I spent the around 2 hours to fix the whole internet issue. Bought the modem from singtel this morning and came home to fix it. Its not wireless modem so you got a lot more things to settle. Like you have to plug it into your laptop in order for it to work. Its tedious work thats it. Its cheaper by the way. Much much cheaper than a wireless modem. My broadband contract ends around at September so might as well renew my contract and get a free modem then. LOL.
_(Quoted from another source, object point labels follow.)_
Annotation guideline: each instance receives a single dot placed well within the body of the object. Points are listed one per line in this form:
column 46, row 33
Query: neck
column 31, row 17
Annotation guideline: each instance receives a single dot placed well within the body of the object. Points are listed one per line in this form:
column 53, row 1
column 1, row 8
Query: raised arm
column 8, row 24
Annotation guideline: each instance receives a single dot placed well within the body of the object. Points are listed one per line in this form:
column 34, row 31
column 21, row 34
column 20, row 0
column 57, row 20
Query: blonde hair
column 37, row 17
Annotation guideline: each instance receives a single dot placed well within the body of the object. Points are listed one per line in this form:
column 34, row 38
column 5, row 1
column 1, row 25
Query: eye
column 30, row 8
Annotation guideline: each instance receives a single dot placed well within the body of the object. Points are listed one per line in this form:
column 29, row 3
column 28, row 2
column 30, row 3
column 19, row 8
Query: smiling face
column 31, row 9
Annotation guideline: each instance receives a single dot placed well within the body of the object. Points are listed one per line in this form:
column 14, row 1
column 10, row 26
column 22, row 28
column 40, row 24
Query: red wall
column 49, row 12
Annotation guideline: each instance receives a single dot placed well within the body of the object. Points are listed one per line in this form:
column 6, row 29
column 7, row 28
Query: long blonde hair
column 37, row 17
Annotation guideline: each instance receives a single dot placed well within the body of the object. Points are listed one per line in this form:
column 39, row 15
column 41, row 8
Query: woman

I wasnt too confident about setting up the modem thing. Its not just plug and go. Its really INSTALLATION matter and its seriously hard for such a computer idioit like me. LOL. So i spoent the time from 3 to around 4, trying very hard to do installations. Until the very last few stages im stuck and i had to call the help line. That technical officer is great, helped me with alot of stuffs and thank you for being so patient. I bet he must have spent alot of his energy to teach me and spoilt alot of his brain cells when guiding me. LOL.

Im thankful and finally the thing got done at around 5. So... TWO hours, in fixing the internet thing. Hopefully my sis and dad would be more than satisfied with my performance given that im such a pc idioit. But i score the best in m family. lol. thank you thank you.

So.... i guess you guys will be seeing more of my posts! I really treasure being online, cos I fixed it back on my own by the way!